The following figure shows the transaction process of the XA protocol:
XA transaction process
Two-phase commit is the standard implementation of the XA protocol. It divides the commit process of a distributed transaction into two phases: prepare and commit/rollback.
After an XA global transaction is started, all transaction branches lock the resources based on the local default isolation level and record the undo and redo logs. Then, the TM initiates a prepare vote to query all the transaction branches whether the transaction can be committed. If all the transaction branches reply "yes", the TM initiates commit again. If a reply is "no", TM initiates rollback. If all replies in the prepare phase are "yes" but an exception (such as system downtime) occurs in the commit process, after the node service is restarted, the transaction is committed again based on XA_recover to ensure data consistency.

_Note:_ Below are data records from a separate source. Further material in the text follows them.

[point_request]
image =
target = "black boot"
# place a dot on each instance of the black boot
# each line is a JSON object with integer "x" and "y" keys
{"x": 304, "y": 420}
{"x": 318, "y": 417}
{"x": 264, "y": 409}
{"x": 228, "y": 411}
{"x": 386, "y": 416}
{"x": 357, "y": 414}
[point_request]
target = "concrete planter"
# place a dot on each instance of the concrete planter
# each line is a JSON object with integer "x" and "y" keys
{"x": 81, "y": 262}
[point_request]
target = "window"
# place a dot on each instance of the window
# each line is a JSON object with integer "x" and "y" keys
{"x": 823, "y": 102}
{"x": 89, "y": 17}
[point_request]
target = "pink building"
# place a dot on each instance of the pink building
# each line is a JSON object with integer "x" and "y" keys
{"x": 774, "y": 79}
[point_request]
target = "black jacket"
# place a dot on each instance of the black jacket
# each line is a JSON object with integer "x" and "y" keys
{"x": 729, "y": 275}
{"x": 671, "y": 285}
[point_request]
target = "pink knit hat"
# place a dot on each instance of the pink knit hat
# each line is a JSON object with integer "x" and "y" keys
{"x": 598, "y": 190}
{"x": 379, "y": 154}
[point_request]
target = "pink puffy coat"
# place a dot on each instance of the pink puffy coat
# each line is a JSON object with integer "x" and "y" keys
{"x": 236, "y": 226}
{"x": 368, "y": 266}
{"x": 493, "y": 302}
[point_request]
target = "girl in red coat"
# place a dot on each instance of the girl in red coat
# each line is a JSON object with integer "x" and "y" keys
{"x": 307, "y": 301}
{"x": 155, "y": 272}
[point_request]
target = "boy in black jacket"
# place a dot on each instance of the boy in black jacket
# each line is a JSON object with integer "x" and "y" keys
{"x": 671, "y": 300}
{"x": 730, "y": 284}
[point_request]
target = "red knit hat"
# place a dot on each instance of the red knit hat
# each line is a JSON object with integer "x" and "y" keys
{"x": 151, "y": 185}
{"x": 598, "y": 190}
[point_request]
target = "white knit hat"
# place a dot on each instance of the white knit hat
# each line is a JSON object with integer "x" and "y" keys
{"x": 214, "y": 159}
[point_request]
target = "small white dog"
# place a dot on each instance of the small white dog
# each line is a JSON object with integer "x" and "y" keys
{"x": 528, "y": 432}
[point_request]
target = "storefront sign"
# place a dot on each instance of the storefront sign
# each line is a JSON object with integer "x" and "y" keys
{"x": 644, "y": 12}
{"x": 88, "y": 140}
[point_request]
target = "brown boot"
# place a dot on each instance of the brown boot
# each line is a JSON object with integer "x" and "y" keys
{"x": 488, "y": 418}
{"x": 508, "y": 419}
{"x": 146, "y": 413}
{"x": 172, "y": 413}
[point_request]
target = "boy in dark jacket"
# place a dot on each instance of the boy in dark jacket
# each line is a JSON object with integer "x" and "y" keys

The distributed transactions implemented based on the XA protocol are not intrusive for the business. Its greatest advantage is the transparency to users. Users can use XA-based distributed transactions the same way they use local transactions. The XA protocol can rigidly implement the ACID standard of transactions.
However, the rigid implementation of the ACID standard of transactions is a double-edged sword.
During transaction execution, all the required resources must be locked. Therefore, the XA protocol is more suitable for short transactions with a fixed execution time. In a long transaction, data must be used exclusively, resulting in a significant decline in the concurrent performance of the business systems that rely on hotspot data. Because of this, in scenarios where high-concurrency performance is the top concern, XA-based distributed transactions are not the best choice.
If the transaction that implements the ACID standard is a rigid transaction, then the BASE-based transaction is a soft transaction. BASE refers to the combination of Basic Availability, Soft State, and Eventual Consistency.
ACID transactions impose rigid isolation requirements. During transaction execution, all the resources must be locked. The idea of the soft transaction is to shift the mutex operation from the resource level to the business level through the business logic. The soft transaction can improve the system throughput by lowering the strong consistency requirements.
Given that a timeout retry may occur in a distributed system, operations in a soft transaction must be idempotent to prevent the problems caused by multiple requests. Models for implementing soft transactions include Best Efforts Delivery (BED), Saga, and Try-Confirm-Cancel (TCC).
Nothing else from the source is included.